El vampiro de Ezeiza. Por Marcos Apolo Benítez
Mario Praz
El bicho,
terriblemente obeso revolotea por el aire sin decidirse a bajar. Vuela lento.
Panzón. Se nota que ha chupado demasiada sangre. Si aterriza, duda de poder remontar vuelo. Si
no aterriza, teme que el cansancio lo afloje y le haga estrellarse. Vacila… Debería
alejarse, pero su amor voraz y fáctico hace que todavía tenga mucho que absorber.
Aletea bajo, lo suficiente
como para que se note que ha envejecido.
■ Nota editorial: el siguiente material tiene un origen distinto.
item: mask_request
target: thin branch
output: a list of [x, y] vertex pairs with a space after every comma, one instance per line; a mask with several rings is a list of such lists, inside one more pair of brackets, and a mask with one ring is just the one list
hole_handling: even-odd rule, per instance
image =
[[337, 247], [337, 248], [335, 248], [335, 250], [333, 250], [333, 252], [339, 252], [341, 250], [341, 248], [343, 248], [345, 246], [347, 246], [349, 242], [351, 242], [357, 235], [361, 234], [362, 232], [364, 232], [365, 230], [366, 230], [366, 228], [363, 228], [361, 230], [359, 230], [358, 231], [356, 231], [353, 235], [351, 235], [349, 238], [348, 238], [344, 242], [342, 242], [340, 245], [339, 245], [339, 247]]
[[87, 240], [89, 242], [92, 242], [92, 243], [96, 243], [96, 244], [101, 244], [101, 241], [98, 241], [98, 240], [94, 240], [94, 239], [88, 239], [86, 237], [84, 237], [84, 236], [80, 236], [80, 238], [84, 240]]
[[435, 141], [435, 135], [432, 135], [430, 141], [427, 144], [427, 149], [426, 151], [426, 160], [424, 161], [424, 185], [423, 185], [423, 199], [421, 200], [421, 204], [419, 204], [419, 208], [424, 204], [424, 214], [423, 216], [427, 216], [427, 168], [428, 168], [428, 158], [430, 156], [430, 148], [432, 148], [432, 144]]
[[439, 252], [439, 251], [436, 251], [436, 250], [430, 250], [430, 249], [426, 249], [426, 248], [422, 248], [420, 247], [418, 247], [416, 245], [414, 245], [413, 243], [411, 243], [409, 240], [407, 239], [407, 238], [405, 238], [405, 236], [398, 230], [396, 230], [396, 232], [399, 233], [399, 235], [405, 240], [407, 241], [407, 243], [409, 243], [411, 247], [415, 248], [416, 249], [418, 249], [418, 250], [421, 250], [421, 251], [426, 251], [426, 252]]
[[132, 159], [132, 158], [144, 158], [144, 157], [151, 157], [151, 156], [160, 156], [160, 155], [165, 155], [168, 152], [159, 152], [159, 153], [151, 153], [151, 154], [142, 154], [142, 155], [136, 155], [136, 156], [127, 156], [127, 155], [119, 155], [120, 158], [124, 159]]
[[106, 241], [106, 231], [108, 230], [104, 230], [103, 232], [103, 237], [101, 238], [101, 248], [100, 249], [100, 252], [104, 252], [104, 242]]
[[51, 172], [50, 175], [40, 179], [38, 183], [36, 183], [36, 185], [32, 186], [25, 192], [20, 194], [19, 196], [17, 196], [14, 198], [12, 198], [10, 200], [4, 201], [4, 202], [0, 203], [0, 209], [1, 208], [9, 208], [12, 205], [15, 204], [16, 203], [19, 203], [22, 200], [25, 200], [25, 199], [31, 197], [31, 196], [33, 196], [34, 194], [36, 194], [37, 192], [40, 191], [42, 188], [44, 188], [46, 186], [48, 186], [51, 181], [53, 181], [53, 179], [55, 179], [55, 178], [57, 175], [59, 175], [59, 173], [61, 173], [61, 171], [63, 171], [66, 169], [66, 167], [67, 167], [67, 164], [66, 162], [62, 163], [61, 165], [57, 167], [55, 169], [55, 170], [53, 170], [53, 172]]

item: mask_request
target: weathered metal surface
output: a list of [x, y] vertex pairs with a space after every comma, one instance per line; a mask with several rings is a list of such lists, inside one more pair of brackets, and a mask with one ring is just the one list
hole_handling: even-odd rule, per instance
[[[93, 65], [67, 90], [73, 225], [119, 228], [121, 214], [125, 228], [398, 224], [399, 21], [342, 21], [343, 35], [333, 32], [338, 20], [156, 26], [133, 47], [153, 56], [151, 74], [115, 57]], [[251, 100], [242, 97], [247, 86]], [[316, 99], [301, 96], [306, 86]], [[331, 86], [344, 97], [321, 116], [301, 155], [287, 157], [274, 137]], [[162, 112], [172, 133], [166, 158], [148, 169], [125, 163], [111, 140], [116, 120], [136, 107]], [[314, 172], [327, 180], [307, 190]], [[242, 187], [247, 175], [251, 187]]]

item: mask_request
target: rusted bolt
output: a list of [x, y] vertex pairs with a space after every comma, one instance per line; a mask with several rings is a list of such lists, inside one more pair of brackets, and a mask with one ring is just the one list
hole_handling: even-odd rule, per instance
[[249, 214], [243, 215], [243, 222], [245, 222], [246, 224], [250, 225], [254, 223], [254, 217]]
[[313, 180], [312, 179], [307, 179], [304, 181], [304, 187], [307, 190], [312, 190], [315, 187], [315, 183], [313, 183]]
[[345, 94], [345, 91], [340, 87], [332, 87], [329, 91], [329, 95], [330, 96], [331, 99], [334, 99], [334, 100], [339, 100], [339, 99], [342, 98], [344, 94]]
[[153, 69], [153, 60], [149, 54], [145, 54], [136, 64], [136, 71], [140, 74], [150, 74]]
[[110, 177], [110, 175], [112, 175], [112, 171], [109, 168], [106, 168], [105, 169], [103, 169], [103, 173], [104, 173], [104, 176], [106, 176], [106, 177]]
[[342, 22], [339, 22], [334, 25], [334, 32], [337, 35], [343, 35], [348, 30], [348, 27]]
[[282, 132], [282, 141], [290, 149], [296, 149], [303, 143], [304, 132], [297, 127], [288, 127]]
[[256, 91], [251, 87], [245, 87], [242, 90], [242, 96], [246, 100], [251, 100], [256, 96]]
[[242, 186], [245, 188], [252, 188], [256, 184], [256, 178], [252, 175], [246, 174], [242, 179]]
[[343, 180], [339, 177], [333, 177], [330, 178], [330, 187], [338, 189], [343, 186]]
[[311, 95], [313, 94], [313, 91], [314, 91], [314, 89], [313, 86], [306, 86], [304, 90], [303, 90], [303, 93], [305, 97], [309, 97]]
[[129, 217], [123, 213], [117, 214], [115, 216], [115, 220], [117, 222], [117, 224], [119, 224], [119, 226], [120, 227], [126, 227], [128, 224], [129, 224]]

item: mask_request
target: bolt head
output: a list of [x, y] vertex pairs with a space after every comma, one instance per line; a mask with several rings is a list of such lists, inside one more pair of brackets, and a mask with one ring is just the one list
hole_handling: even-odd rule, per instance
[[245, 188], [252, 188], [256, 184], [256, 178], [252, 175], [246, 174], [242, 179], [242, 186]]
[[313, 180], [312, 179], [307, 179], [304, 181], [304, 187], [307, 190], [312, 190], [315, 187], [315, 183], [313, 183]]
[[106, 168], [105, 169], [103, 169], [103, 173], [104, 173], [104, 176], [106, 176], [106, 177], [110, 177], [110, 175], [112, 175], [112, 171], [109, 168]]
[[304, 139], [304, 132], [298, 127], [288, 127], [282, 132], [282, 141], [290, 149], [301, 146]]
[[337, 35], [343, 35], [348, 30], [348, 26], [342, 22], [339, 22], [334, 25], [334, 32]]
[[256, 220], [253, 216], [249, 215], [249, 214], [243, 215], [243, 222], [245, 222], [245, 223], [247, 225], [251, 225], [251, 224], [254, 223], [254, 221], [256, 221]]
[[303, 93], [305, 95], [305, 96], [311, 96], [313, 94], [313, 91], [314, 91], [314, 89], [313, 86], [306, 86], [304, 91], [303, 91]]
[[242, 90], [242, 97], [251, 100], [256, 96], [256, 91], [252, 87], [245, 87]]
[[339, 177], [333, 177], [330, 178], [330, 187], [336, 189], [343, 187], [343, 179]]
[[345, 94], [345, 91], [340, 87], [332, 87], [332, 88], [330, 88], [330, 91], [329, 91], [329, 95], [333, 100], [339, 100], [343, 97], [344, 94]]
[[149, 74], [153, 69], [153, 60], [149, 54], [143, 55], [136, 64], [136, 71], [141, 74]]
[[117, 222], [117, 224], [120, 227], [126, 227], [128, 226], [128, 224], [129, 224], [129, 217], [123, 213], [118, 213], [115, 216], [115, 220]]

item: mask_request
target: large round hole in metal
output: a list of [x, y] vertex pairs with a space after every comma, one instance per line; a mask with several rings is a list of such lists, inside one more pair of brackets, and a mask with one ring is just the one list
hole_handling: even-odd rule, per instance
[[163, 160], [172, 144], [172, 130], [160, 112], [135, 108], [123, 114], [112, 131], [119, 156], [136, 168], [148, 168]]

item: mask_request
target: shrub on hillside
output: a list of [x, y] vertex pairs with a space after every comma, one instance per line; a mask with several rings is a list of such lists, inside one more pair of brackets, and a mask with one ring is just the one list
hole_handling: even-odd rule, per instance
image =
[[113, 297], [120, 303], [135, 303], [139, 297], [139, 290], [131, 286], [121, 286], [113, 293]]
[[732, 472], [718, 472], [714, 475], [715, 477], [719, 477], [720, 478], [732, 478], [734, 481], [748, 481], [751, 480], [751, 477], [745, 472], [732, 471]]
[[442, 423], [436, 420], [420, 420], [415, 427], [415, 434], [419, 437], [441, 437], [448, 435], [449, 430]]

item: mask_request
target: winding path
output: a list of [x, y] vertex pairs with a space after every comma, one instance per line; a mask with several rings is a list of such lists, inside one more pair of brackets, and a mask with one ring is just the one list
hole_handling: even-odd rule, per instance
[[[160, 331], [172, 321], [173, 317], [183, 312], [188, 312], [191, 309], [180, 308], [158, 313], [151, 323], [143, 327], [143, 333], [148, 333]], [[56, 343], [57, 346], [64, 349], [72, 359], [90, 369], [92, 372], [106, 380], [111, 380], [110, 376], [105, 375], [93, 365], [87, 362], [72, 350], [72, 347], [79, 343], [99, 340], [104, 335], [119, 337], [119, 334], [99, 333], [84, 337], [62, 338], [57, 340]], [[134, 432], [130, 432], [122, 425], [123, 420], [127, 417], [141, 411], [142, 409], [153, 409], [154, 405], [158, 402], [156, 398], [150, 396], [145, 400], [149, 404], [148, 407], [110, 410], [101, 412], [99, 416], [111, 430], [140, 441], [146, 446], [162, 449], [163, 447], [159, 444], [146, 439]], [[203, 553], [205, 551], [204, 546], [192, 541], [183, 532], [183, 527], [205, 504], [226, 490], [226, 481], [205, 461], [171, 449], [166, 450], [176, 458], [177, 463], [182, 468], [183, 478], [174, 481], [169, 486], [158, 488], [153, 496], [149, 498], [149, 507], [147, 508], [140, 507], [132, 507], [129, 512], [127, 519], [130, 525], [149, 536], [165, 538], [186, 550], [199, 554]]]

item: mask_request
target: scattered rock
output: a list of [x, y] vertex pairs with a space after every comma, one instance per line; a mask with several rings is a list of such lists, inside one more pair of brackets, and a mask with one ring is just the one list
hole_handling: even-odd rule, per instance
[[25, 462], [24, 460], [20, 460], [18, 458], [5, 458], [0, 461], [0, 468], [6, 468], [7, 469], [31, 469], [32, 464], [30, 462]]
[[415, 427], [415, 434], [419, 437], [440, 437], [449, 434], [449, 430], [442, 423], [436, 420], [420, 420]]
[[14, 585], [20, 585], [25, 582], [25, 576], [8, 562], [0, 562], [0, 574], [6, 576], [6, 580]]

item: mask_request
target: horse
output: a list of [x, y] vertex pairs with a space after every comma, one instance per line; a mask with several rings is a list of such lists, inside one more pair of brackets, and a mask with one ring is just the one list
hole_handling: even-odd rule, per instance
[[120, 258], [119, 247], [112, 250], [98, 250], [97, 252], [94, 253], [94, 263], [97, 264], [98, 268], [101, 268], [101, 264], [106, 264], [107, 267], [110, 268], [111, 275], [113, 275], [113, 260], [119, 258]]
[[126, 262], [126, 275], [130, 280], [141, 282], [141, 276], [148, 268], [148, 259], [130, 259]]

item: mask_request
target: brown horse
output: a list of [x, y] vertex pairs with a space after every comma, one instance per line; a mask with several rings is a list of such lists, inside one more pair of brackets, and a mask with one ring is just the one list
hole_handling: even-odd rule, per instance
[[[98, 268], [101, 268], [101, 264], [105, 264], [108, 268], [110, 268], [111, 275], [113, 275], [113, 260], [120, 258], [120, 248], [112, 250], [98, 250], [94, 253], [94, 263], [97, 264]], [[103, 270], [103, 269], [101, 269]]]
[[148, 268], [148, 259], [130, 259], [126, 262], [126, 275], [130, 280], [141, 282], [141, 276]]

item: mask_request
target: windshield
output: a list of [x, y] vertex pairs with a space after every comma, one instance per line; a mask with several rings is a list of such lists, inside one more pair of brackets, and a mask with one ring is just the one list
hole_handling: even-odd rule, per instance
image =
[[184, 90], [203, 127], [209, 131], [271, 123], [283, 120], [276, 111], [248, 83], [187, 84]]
Tiene la pesadumbre de un
abuelo viudo. Le cuelgan unas enormes pelotas peludas.
Un niño que juega en
el predio, junto a sus padres y junto a otras tantas familias con sus hijos
retozando al sol, alza la mirada y alcanza a verle las bolas al viejo murciélago.
Al instante pega un grito, y hacia el cielo señala con su dedo. Inmediatamente
la muchedumbre familiar entra en pánico. Alzan las manos, se trepan a los
árboles y le arrojan con objetos como para bajarlo y alcanzar al impúdico
vampiro protopederasta.
Éste, lerdo pero no perezoso,
ante tanta sangre en ebullición pega el raje. La sangre es un brebaje que se
toma tibio; caliente produce retorcijones, y
frío -al espesarse- causa indigestión. El vampirismo es un arte de
templar los extremos para saciar la propia extremidad.
Las familias,
indignadas y furiosas, ante la huida del viejo chupa sangre entran en crisis y
empiezan a desangrarse entre ellas. El predio termina viscosamente manchado.
Demasiada tentación para nuevos y ágiles vampiros.
Mientras tanto, el viejo y obsceno sanguinario se pierde en el
ocaso con su leyenda incierta; muerto, sin poder morir.